Los Estados Miembros de la Organización Mundial de la Salud (OMS) están discutiendo el "Tratado sobre Pandemias", para crear un plan de acción global ante cualquier potencial emergencia sanitaria.
Sobre esto, la Conferencia Episcopal se refirió y le solicitaron a Rodrigo Chaves, presidente de la República, y a Arnoldo André, canciller, que rechacen cualquier acuerdo global "que viole nuestra soberanía nacional y socave los derechos de los costarricenses".
Hicieron énfasis en que en nuestro país algunos sectores se han opuesto porque, según ellos, se infringen los derechos constitucionales de los costarricenses y se violaría la soberanía del país. Destacaron que la soberanía reside exclusivamente en la Nación.
Sobre este tema han circulado informaciones aparentemente falsas en redes sociales que la misma ministra de Salud, Mary Munive, salió a desmentir.

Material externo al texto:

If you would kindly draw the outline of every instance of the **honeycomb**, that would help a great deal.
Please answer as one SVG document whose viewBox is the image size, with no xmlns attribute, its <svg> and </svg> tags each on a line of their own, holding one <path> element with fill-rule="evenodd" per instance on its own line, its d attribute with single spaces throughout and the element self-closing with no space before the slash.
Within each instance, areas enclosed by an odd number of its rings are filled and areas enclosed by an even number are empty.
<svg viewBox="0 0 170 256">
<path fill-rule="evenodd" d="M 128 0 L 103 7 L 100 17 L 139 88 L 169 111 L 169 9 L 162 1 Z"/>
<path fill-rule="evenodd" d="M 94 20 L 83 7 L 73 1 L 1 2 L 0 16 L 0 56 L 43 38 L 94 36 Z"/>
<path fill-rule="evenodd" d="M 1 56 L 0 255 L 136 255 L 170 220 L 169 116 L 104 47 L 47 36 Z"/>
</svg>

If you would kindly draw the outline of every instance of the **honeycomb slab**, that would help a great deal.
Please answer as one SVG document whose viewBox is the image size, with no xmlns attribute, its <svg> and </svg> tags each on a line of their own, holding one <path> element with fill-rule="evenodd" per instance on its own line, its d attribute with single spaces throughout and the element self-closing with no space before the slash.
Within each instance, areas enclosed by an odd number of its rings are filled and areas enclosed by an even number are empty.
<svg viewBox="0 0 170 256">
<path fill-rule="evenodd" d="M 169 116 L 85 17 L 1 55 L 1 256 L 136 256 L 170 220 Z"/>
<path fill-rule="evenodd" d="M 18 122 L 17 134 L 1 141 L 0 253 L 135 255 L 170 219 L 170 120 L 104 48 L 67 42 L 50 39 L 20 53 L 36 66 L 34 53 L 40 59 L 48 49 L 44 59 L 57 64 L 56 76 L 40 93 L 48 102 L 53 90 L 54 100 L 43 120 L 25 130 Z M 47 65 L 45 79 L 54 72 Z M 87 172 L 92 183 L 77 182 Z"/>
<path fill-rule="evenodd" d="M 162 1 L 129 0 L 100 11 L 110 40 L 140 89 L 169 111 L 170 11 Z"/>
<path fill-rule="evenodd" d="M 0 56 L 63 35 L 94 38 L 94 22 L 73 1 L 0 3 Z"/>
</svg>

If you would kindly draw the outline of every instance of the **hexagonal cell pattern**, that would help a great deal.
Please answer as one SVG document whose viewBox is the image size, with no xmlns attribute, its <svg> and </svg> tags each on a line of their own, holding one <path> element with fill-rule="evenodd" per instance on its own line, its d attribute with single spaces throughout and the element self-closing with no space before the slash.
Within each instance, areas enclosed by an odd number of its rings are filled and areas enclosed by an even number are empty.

Este miércoles, en conferencia de prensa, Munive, explicó que aún no se han tomado acuerdos concretos con la OMS. "En ningún momento vamos a comprometer la soberanía de Costa Rica", comentó.
Chaves aseguró que el país no se va a salir de la OMS, como lo piden algunos sectores, porque "eso no tiene sentido".
Este tratado está siendo discutido por los países miembros de la OMS y tiene como objetivo mejorar la prevención, preparación y la respuesta ante futuras pandemias a escala mundial.
¿Qué busca la OMS con este acuerdo? Garantizar un compromiso político continuado y a largo plazo, establecer tareas y procedimientos claros, garantizar un apoyo a largo plazo para los sectores público y privado a todos los niveles, entre otras cosas.
En el tratado se incluyen temas como prevención y vigilancia de pandemias, la respuesta ante estas, resiliencia y recuperación de los servicios de salud, aspectos sobre los trabajadores del sector salud, colaboración y cooperación internacional, financiamiento, etcétera.
La próxima semana en Ginebra, el instrumento será analizado en la Asamblea Mundial de la Salud número 77 y la decisión final recaerá en los países miembros de la OMS. El acuerdo que se tome será jurídicamente vinculante.